Earn 8.00 - 12.00% Interest. Great Returns. No Banks. $25 Sign-Up Bonus.

One Guy's Investments

The story of Travis Johnson's investment portfolio, with analysis and thoughts on the stocks and funds I've considered, bought and sold. I don't claim to have brilliant picks that will make you money, and I'm not an investment advisor, registered or otherwise, so don't follow my moves unless you're happy to lose money without suing someone. I'm just one guy. My articles get republished in several places, but always appear here first -- subscribe now(totally free via RSS) to see them before they're on Yahoo Finance.

Friday, December 09, 2005 -- Subscribe free

Great Earnings Call Info Sources

Just wanted to share a few sources that I've been using pretty frequently lately for good information on earnings releases and earnings calls.

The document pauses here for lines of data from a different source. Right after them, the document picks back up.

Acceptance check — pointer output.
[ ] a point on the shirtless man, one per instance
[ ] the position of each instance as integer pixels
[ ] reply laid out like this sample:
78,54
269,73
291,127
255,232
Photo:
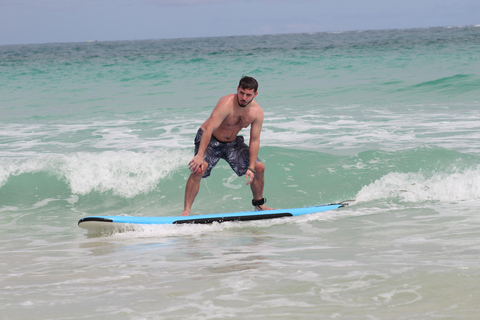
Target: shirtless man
218,138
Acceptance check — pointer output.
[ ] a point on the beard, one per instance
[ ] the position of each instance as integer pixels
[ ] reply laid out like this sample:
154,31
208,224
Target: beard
243,103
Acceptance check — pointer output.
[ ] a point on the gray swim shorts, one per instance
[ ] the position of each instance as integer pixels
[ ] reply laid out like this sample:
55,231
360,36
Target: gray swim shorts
235,153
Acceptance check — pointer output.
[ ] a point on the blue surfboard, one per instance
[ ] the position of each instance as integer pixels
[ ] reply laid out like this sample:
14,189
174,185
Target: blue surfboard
125,222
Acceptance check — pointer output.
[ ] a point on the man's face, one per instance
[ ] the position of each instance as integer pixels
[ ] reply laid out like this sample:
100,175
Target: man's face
245,96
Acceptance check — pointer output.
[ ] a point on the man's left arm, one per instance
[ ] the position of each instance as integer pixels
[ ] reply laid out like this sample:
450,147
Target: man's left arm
254,145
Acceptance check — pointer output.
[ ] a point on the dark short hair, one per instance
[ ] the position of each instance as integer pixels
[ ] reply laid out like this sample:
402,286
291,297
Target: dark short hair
248,83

If you're like me, it's hard to make time to listen to the conference calls of all the companies you own -- or even just the quarterly earnings calls. A financial information website that I recently encountered for the first time, 123Jump.com, publishes exerpts from earnings calls and the key takeaways from the calls, as well as all the important earnings data releases. They don't cover all companies, certainly, but they cover a lot of the ones I'm interested in.

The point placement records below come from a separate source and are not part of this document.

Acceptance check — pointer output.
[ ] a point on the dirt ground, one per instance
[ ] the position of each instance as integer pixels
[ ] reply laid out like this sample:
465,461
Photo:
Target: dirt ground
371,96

There's no substitute for listening to the calls yourself, of course, but if you're researching a company and want to see what the issues are that have come up on their recent calls, this is a great place to go and look into that quickly and efficiently.

Another source for a lot of this information is the Seeking Alpha network of sector and country blogs -- they run the China Stock Blog, Internet Stock Blog, Biotech Stock Blog, etc., and often include excerpts from analyst reports as well as transcripts or quotes from conference calls for many of the companies they cover.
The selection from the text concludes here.